The fruit would be there if supermarkets were willing to pay farmers a sustainable price, they say.
In the wake of Australians contracting hepatitis A after consuming frozen berries grown in Chile and China and packaged in Chinese factories, claims by processors importing the produce that they cannot source the ingredients they need in Australia have surfaced.
But NSW growers say they would love the opportunity to supply processors of frozen berries and grow their operation, however, prices on offer went nowhere near meeting their costs of production.

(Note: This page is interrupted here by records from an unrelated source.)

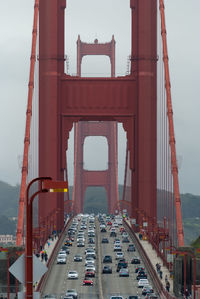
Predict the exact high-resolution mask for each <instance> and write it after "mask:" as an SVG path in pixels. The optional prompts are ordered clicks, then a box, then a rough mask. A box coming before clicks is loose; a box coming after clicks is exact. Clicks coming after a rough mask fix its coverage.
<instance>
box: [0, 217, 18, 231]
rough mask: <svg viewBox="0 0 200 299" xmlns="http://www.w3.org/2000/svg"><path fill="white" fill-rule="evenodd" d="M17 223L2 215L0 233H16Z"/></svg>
mask: <svg viewBox="0 0 200 299" xmlns="http://www.w3.org/2000/svg"><path fill="white" fill-rule="evenodd" d="M15 233H16V225H15V223H14V221H11V220H9V219H8V217H6V216H4V215H2V216H0V235H15Z"/></svg>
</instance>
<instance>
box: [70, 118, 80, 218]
mask: <svg viewBox="0 0 200 299" xmlns="http://www.w3.org/2000/svg"><path fill="white" fill-rule="evenodd" d="M78 125H79V123H78V122H77V123H75V124H74V184H73V196H72V207H71V212H73V214H74V204H75V198H76V194H75V192H76V188H77V178H76V170H77V168H76V167H77V154H78V153H77V152H78Z"/></svg>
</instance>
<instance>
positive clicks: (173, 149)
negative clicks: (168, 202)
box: [159, 0, 184, 246]
mask: <svg viewBox="0 0 200 299" xmlns="http://www.w3.org/2000/svg"><path fill="white" fill-rule="evenodd" d="M159 3H160V15H161V35H162V42H163V62H164V68H165V86H166V95H167V115H168V122H169V135H170V140H169V142H170V148H171V163H172V165H171V166H172V175H173V189H174V195H175V208H176V224H177V235H178V243H179V246H184V235H183V225H182V216H181V200H180V191H179V181H178V167H177V159H176V146H175V136H174V124H173V109H172V99H171V85H170V75H169V64H168V50H167V37H166V25H165V11H164V2H163V0H160V2H159Z"/></svg>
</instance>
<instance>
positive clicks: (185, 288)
mask: <svg viewBox="0 0 200 299" xmlns="http://www.w3.org/2000/svg"><path fill="white" fill-rule="evenodd" d="M174 253H176V254H178V255H182V256H183V261H184V293H185V291H186V268H187V267H186V261H187V260H186V257H187V255H190V256H191V257H192V260H193V279H192V282H193V291H194V297H193V299H196V294H195V293H196V257H195V254H194V253H192V252H189V251H181V250H175V252H174Z"/></svg>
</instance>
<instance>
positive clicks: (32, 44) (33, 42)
mask: <svg viewBox="0 0 200 299" xmlns="http://www.w3.org/2000/svg"><path fill="white" fill-rule="evenodd" d="M38 11H39V0H35V5H34V19H33V32H32V49H31V59H30V60H31V63H30V74H29V84H28V104H27V110H26V128H25V138H24V154H23V166H22V177H21V189H20V199H19V212H18V224H17V236H16V237H17V240H16V245H17V246H20V245H21V243H22V234H23V225H24V203H25V192H26V180H27V174H28V151H29V144H30V127H31V117H32V101H33V89H34V71H35V61H36V42H37V24H38Z"/></svg>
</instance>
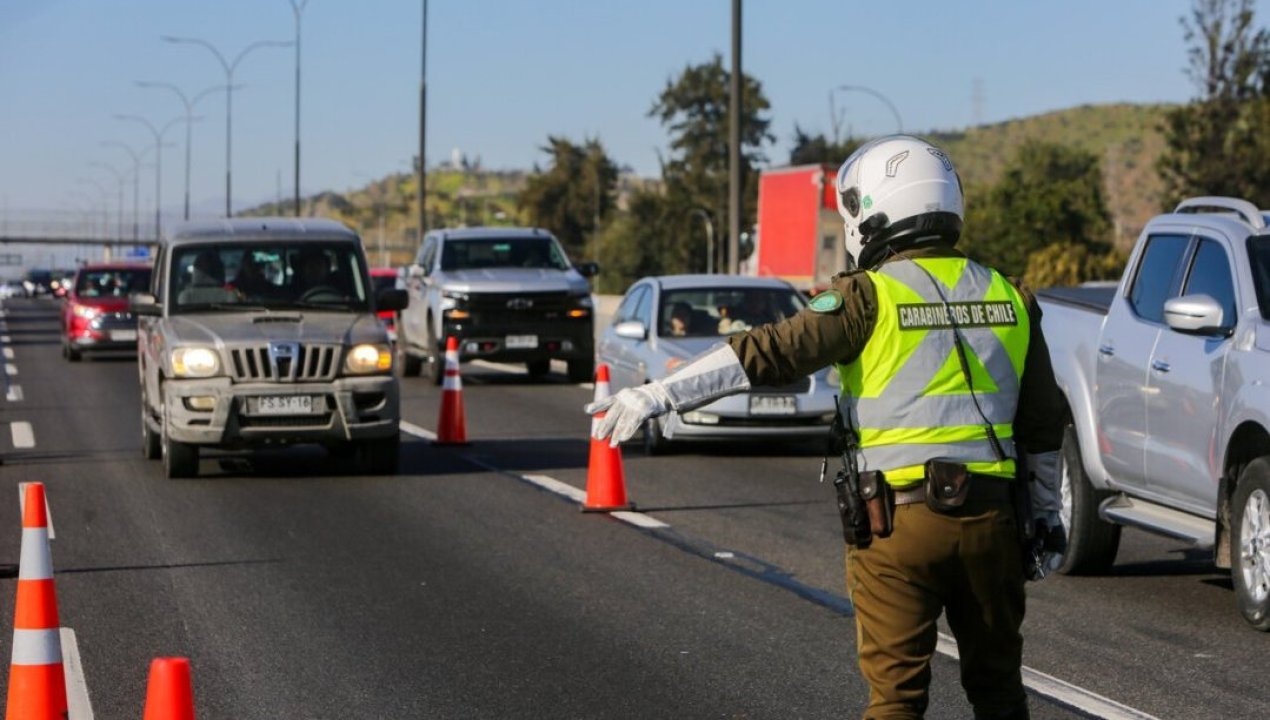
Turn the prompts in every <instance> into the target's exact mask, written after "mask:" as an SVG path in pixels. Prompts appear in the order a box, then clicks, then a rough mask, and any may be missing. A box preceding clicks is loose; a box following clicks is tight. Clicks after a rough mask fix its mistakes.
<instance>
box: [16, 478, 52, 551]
mask: <svg viewBox="0 0 1270 720" xmlns="http://www.w3.org/2000/svg"><path fill="white" fill-rule="evenodd" d="M27 485H30V483H18V512H19V513H20V514H22V517H27ZM44 519H47V521H48V540H57V533H55V532H53V510H52V509H51V508H50V507H48V488H47V486H46V488H44Z"/></svg>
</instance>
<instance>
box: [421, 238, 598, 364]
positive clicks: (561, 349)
mask: <svg viewBox="0 0 1270 720" xmlns="http://www.w3.org/2000/svg"><path fill="white" fill-rule="evenodd" d="M598 270H599V268H598V265H596V263H579V264H577V265H573V264H572V263H569V259H568V258H566V257H565V254H564V250H563V249H561V248H560V244H559V243H558V241H556V239H555V237H554V236H551V234H550V232H547V231H545V230H538V229H532V227H511V229H509V227H467V229H462V230H436V231H433V232H429V234H428V235H427V236H424V240H423V243H422V244H420V246H419V255H418V257H417V258H415V262H414V264H411V265H410V268H409V272H408V273H406V290H408V292H409V293H410V301H409V307H408V309H406V310H405V311H404V312H403V314H401V317H400V321H399V323H398V349H399V352H400V363H401V371H403V373H404V375H418V373H419V372H420V371H427V373H428V376H429V377H431V378H432V381H433V382H434V383H437V385H441V377H442V375H443V373H442V370H443V367H442V363H441V362H439V358H441V356H442V353H443V350H445V342H446V338H451V337H453V338H458V340H460V343H458V345H460V352H461V354H462V357H464V358H465V359H471V358H483V359H491V361H505V362H523V363H525V366H526V368H527V370H528V373H530V376H531V377H538V376H544V375H546V373H547V372H549V371H550V368H551V359H552V358H555V359H563V361H565V362H566V363H568V367H569V380H570V381H573V382H587V381H589V380H591V376H592V372H593V370H594V362H596V361H594V352H596V350H594V312H593V306H592V298H591V284H589V283H588V282H587V278H588V277H591V276H593V274H596V273H597V272H598Z"/></svg>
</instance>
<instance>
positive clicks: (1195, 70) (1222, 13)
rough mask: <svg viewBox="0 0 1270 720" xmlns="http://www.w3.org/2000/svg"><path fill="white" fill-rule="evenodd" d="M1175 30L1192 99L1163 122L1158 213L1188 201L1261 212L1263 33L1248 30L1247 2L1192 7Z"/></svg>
mask: <svg viewBox="0 0 1270 720" xmlns="http://www.w3.org/2000/svg"><path fill="white" fill-rule="evenodd" d="M1181 23H1182V28H1184V30H1185V37H1186V41H1187V42H1189V43H1190V44H1191V47H1190V50H1189V51H1187V58H1189V67H1187V75H1189V76H1190V77H1191V81H1194V83H1195V86H1196V89H1198V91H1199V97H1198V98H1196V99H1195V100H1193V102H1191V103H1189V104H1186V105H1182V107H1180V108H1177V109H1176V110H1172V112H1171V113H1168V116H1167V117H1166V119H1165V124H1163V132H1165V141H1166V149H1165V152H1163V154H1162V155H1161V157H1160V161H1158V165H1157V168H1158V171H1160V174H1161V178H1162V179H1163V182H1165V203H1166V207H1172V206H1173V204H1175V203H1176V202H1177V201H1180V199H1182V198H1186V197H1190V196H1234V197H1242V198H1246V199H1248V201H1251V202H1253V203H1257V204H1260V206H1262V207H1264V206H1267V204H1270V164H1267V163H1266V161H1265V159H1266V157H1267V156H1270V32H1267V30H1266V29H1265V28H1261V29H1253V11H1252V0H1195V4H1194V6H1193V9H1191V15H1190V18H1182V19H1181Z"/></svg>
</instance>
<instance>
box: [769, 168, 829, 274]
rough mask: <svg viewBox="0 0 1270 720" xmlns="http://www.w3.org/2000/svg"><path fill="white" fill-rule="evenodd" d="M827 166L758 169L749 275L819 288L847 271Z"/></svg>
mask: <svg viewBox="0 0 1270 720" xmlns="http://www.w3.org/2000/svg"><path fill="white" fill-rule="evenodd" d="M836 173H837V169H836V168H833V166H831V165H796V166H791V168H773V169H771V170H763V171H762V174H761V175H759V178H758V231H757V237H756V241H754V253H753V255H752V257H751V259H749V262H748V265H749V274H757V276H763V277H779V278H782V279H785V281H787V282H790V283H791V284H794V287H796V288H799V290H803V291H819V290H824V288H825V287H828V286H829V278H832V277H833V276H834V274H836V273H839V272H842V270H845V269H846V249H845V248H843V245H842V241H843V237H842V232H843V231H842V218H841V217H839V216H838V204H837V199H836V198H834V197H833V193H834V189H833V178H834V174H836Z"/></svg>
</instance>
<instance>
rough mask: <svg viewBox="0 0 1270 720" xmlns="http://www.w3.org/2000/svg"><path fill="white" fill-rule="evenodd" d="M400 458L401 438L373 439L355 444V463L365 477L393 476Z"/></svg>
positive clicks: (400, 451)
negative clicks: (356, 452) (359, 468)
mask: <svg viewBox="0 0 1270 720" xmlns="http://www.w3.org/2000/svg"><path fill="white" fill-rule="evenodd" d="M400 456H401V438H400V436H394V437H391V438H375V439H368V441H362V442H359V443H358V444H357V463H358V465H359V466H361V470H362V471H363V472H366V474H367V475H395V474H396V470H398V461H399V460H400Z"/></svg>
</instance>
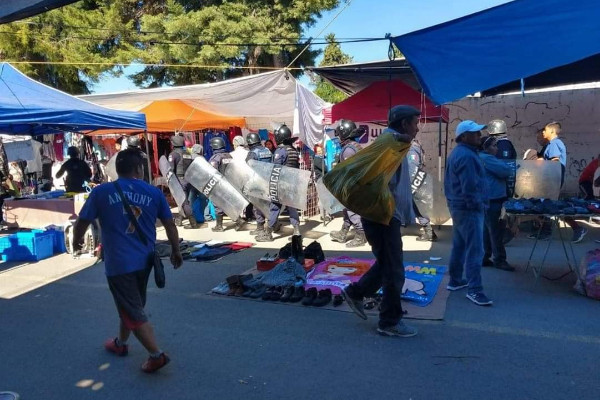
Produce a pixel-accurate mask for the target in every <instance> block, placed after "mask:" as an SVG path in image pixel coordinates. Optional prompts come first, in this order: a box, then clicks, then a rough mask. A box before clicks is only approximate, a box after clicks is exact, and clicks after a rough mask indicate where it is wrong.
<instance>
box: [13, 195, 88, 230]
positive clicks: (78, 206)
mask: <svg viewBox="0 0 600 400" xmlns="http://www.w3.org/2000/svg"><path fill="white" fill-rule="evenodd" d="M76 208H77V209H76ZM80 210H81V206H78V207H76V205H75V201H74V200H73V199H22V200H16V199H13V200H5V201H4V217H5V219H4V220H5V221H6V224H7V225H8V226H10V227H17V228H28V229H38V228H43V227H45V226H48V225H59V226H63V225H65V224H67V223H68V222H69V219H74V218H76V217H77V214H78V212H79V211H80Z"/></svg>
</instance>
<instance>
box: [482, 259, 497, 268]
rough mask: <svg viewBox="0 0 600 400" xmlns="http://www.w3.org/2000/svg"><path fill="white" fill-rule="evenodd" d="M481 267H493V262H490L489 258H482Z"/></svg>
mask: <svg viewBox="0 0 600 400" xmlns="http://www.w3.org/2000/svg"><path fill="white" fill-rule="evenodd" d="M481 265H482V266H484V267H493V266H494V262H493V261H492V260H490V259H489V258H484V259H483V262H482V263H481Z"/></svg>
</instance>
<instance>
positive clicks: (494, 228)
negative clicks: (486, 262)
mask: <svg viewBox="0 0 600 400" xmlns="http://www.w3.org/2000/svg"><path fill="white" fill-rule="evenodd" d="M503 203H504V199H494V200H490V206H489V208H488V209H487V211H486V212H485V218H484V222H485V224H484V226H483V244H484V249H485V258H486V259H487V258H491V257H492V256H493V257H494V258H493V261H494V264H499V263H502V262H505V261H506V249H505V248H504V242H503V238H504V229H505V225H504V223H502V222H501V221H500V214H501V213H502V204H503Z"/></svg>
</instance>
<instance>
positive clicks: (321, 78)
mask: <svg viewBox="0 0 600 400" xmlns="http://www.w3.org/2000/svg"><path fill="white" fill-rule="evenodd" d="M325 40H327V46H326V47H325V51H324V52H323V59H322V60H321V62H320V63H319V66H320V67H324V66H329V65H340V64H349V63H351V62H352V57H351V56H349V55H348V54H346V53H344V52H343V51H342V48H341V47H340V44H339V43H337V42H336V40H335V34H333V33H330V34H328V35H327V36H325ZM313 82H314V83H315V84H316V86H317V87H316V89H315V94H316V95H317V96H319V97H320V98H322V99H323V100H325V101H327V102H329V103H334V104H335V103H339V102H340V101H343V100H345V99H346V98H347V97H348V95H346V94H345V93H344V92H342V91H341V90H339V89H336V88H335V87H334V86H333V85H332V84H331V83H329V82H327V81H326V80H324V79H323V78H321V77H316V78H315V79H314V80H313Z"/></svg>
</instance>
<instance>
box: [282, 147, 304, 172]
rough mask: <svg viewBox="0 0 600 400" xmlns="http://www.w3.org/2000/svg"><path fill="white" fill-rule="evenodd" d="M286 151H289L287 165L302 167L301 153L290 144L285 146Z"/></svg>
mask: <svg viewBox="0 0 600 400" xmlns="http://www.w3.org/2000/svg"><path fill="white" fill-rule="evenodd" d="M285 151H286V153H287V159H286V161H285V166H286V167H291V168H300V155H299V154H298V151H297V150H296V149H294V148H293V147H292V146H289V145H288V146H285Z"/></svg>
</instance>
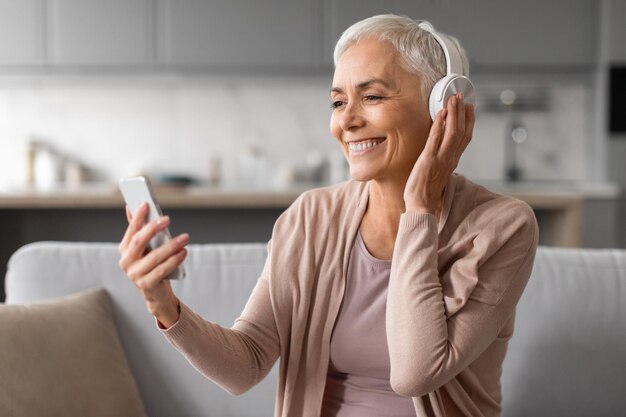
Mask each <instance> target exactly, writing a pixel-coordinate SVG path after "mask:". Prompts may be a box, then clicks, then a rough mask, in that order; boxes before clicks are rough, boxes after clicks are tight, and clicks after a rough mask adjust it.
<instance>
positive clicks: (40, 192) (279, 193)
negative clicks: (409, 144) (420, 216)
mask: <svg viewBox="0 0 626 417" xmlns="http://www.w3.org/2000/svg"><path fill="white" fill-rule="evenodd" d="M480 183H481V184H482V185H484V186H485V187H487V188H489V189H490V190H493V191H494V192H497V193H500V194H504V195H510V196H513V197H516V198H519V199H521V200H524V201H526V202H528V203H529V204H530V205H531V206H533V207H535V208H545V209H550V208H559V207H563V206H564V205H567V204H570V203H571V202H576V201H580V200H589V199H591V200H594V199H616V198H618V197H619V195H620V188H619V186H617V185H616V184H613V183H580V182H567V181H537V182H520V183H507V182H501V181H481V182H480ZM316 186H320V185H319V184H303V185H300V186H294V187H290V188H283V189H252V188H242V187H239V188H232V187H229V188H222V187H208V186H191V187H171V186H156V187H155V193H156V195H157V199H158V200H159V203H160V204H161V205H162V206H163V207H164V208H211V207H213V208H230V207H232V208H234V207H238V208H247V207H250V208H279V207H287V206H288V205H290V204H291V203H292V202H293V201H294V200H295V199H296V198H297V197H298V196H299V195H300V194H301V193H302V192H303V191H306V190H308V189H311V188H314V187H316ZM123 204H124V203H123V199H122V196H121V194H120V193H119V191H118V190H117V187H116V186H115V185H113V184H110V183H87V184H84V185H82V186H80V187H78V188H76V187H71V188H70V187H64V186H59V187H56V188H53V189H46V190H41V189H35V188H27V187H24V188H13V189H4V190H2V189H0V209H47V208H48V209H49V208H57V209H63V208H67V209H76V208H103V209H104V208H118V207H120V206H123Z"/></svg>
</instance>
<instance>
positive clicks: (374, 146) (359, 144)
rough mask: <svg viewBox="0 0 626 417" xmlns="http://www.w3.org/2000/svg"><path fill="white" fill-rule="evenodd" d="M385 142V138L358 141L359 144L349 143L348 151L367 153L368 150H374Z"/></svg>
mask: <svg viewBox="0 0 626 417" xmlns="http://www.w3.org/2000/svg"><path fill="white" fill-rule="evenodd" d="M384 141H385V138H379V139H366V140H361V141H358V142H349V143H348V149H349V150H350V152H362V151H367V150H370V149H372V148H375V147H376V146H378V145H380V144H381V143H383V142H384Z"/></svg>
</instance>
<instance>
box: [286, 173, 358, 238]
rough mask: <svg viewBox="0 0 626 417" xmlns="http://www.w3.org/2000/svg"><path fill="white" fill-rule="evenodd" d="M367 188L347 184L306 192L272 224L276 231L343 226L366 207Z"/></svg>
mask: <svg viewBox="0 0 626 417" xmlns="http://www.w3.org/2000/svg"><path fill="white" fill-rule="evenodd" d="M366 196H367V185H366V183H362V182H358V181H353V180H350V181H346V182H342V183H339V184H335V185H330V186H326V187H320V188H315V189H311V190H307V191H305V192H303V193H302V194H300V196H299V197H298V198H297V199H296V200H295V201H294V202H293V203H292V204H291V206H289V208H287V210H285V211H284V212H283V213H282V214H281V216H280V217H279V218H278V220H277V221H276V224H275V230H276V228H277V227H278V228H281V229H284V228H294V227H299V228H303V229H305V228H308V227H326V225H329V224H342V222H344V221H346V220H348V219H349V215H350V213H355V212H356V211H357V210H358V209H359V207H360V206H361V205H363V204H367V200H366Z"/></svg>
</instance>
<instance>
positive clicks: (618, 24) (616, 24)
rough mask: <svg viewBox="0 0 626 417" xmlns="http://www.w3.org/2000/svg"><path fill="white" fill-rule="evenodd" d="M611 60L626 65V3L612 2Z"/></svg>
mask: <svg viewBox="0 0 626 417" xmlns="http://www.w3.org/2000/svg"><path fill="white" fill-rule="evenodd" d="M609 10H610V19H611V20H610V23H609V25H610V29H609V30H610V40H609V48H610V53H609V56H610V60H611V62H614V63H620V64H622V65H626V1H624V0H612V1H611V2H610V9H609Z"/></svg>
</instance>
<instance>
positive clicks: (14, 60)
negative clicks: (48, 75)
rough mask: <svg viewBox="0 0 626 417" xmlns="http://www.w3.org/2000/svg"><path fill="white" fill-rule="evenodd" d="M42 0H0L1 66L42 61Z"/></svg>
mask: <svg viewBox="0 0 626 417" xmlns="http://www.w3.org/2000/svg"><path fill="white" fill-rule="evenodd" d="M43 6H44V4H43V0H0V66H5V67H14V66H37V65H42V64H43V63H44V62H45V57H44V21H43V16H44V15H43Z"/></svg>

Blueberry and raspberry production in Australia has grown at phenomenal rates in the past five to 10 years and the vast majority is sold as fresh fruit, with some exported.
Raspberries and Blackberries Aus- tralia Industry development manager Jonathan Eccles said Australian berry growers had much higher costs than those in China and Chile.
"The quality is most certainly there, and the quantity could be too if the pricing signals were coming from the big companies," he said.
The value of the NSW blueberry crop had lifted four-fold in the past six years to be more than $100 million and raspberries had gone from less than 500 tonne a year in 2004 to in more than of 3000t last year.
Victoria was still the largest producer but NSW was not far behind, Mr Eccles said.
Low-chill varieties and varieties that fruit year-round had prompted the production shift north, and fuelled already booming consumer demand, he said.
Otto and Lynette Saeck, who have 100,000 blueberry trees under production at "Blueberry Fields", Brooklet, near Lismore, said processors, in their attempt to meet supermarket demands, were not willing to pay what it cost to source Australian berries.
"Supermarkets love to say they prefer to buy Australian produce but they never finish the sentence - 'at the same price as we can buy foreign produce'," Mr Saeck said.
"Blueberry Fields" aims to produce up to 300t of fresh fruit a year, harvesting throughout winter and into early summer, with most sent to the Sydney wholesale markets and some to local farmers' markets.
All is picked by hand as machine-harvesting can bruise skins and shorten shelf life, Mr Saeck said.
"In Chile, labour costs $5 a day, here it is up to $30 an hour," he said.
"Our netting comes at $85,000 a hectare, we've spent millions of dollars on irrigation and we also farm in a way that is environmentally sustainable and that means built-in costs that our overseas competitors don't have.
"Australia produces arguably the best quality berries in the world."
Mr Eccles said initial concerns about the hepatitis incident turning consumers away from berries did not appear to be eventuating.
"In fact, it seems consumers are becoming more mindful about sourcing Australian berries," he said.
"The reality is, you can now buy fresh berries year-round in Australia."